When I was very little I talked to God. It was as if I was born knowing Him. I wasn't afraid, and it didn't feel the least big strange. I thought everyone shared this kind of familiarity, but I learned otherwise as I grew older. As my grasp of the world grew, as I gained more life experience, so did my understanding of the divine grow. I studied other religions and fine tuned my beliefs.

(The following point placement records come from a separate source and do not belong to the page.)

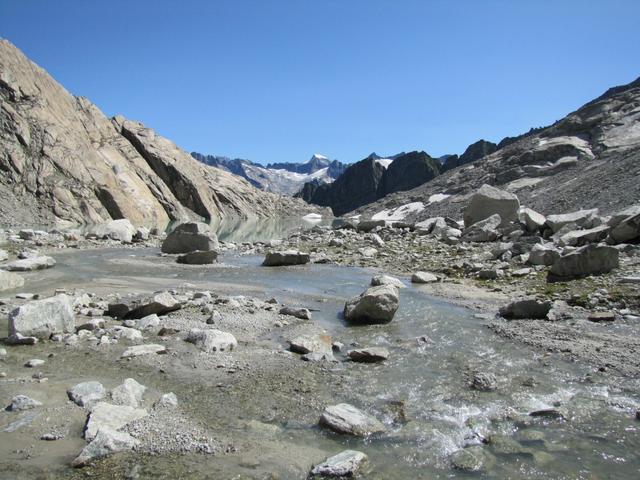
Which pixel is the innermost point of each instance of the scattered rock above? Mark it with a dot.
(375, 305)
(347, 419)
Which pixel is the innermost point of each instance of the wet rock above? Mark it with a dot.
(189, 237)
(543, 254)
(386, 280)
(347, 419)
(581, 218)
(121, 230)
(212, 340)
(198, 257)
(483, 231)
(29, 264)
(139, 350)
(423, 277)
(22, 402)
(168, 400)
(344, 464)
(587, 260)
(9, 281)
(106, 442)
(104, 415)
(488, 201)
(301, 313)
(128, 393)
(85, 393)
(285, 258)
(375, 305)
(526, 308)
(368, 355)
(311, 343)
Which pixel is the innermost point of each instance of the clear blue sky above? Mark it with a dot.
(280, 80)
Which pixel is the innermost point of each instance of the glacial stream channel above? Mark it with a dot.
(422, 393)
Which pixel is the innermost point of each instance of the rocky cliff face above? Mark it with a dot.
(63, 160)
(589, 159)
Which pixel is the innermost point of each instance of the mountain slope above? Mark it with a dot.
(62, 159)
(589, 159)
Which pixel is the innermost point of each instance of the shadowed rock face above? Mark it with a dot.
(63, 160)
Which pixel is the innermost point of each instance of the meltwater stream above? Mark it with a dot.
(435, 347)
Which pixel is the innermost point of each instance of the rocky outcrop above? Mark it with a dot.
(63, 160)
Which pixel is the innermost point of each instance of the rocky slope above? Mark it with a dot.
(63, 160)
(284, 178)
(589, 159)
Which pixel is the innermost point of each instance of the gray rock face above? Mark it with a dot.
(488, 201)
(386, 280)
(375, 305)
(582, 218)
(344, 464)
(285, 258)
(106, 442)
(29, 264)
(423, 277)
(190, 237)
(587, 260)
(347, 419)
(121, 230)
(128, 393)
(368, 355)
(85, 393)
(198, 258)
(9, 281)
(110, 416)
(526, 308)
(43, 318)
(212, 340)
(483, 231)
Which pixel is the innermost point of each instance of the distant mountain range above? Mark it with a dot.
(283, 178)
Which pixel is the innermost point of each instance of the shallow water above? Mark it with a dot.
(434, 345)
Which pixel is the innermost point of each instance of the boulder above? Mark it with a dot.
(368, 354)
(85, 393)
(189, 237)
(212, 340)
(43, 318)
(121, 230)
(489, 201)
(106, 442)
(347, 419)
(29, 264)
(198, 257)
(9, 281)
(375, 305)
(386, 280)
(285, 258)
(582, 218)
(485, 230)
(344, 464)
(111, 416)
(423, 277)
(526, 308)
(587, 260)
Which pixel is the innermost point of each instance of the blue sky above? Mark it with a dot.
(280, 80)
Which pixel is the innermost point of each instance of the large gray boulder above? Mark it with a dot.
(29, 264)
(347, 419)
(375, 305)
(189, 237)
(285, 258)
(9, 281)
(121, 230)
(43, 318)
(587, 260)
(488, 201)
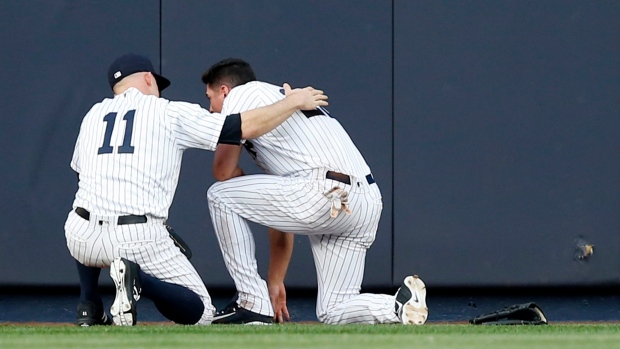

I've developed a very loving, gentle, forgiving concept of the divine power. He (or "She" if you prefer) is so much more to me than "creator". I feel like little girl, reaching for the hand of Someone much stronger, wiser, bigger than I am. It's a matter of trusting in that Someone, as I toddle along through life, to help me choose wisely and become the best I can be. That hand might let go now and then when I test my own strength, but it is always there to guide me. After all, spiritually I am a child, so much growing still to be done, so much maturing left to do. Steve calls me a "feral child"... and he's right that there is a wild, reckless, irreverent (artistic?) part of me. Like a child I can be very self-centered and frightened. It's reassuring to know there is a Love that is perfect, there for me always, and to know I am never alone. It sounds simplistic, but one verse sums it up best... "God is Love."
It saddens me to think there are darker views of "the hand of God ". And I've known many people, some Christians infact, who see a God as a punishing scorekeeper, one who bargains with the devil to test us, as in Job.
To me it's a conflict to imagine an indifferent God sitting before a chess board, furrowing his brow and recklessly sacrificing some of us as pawns, in a game of sport for purposes of divine amusement. We are each too precious to be pawns.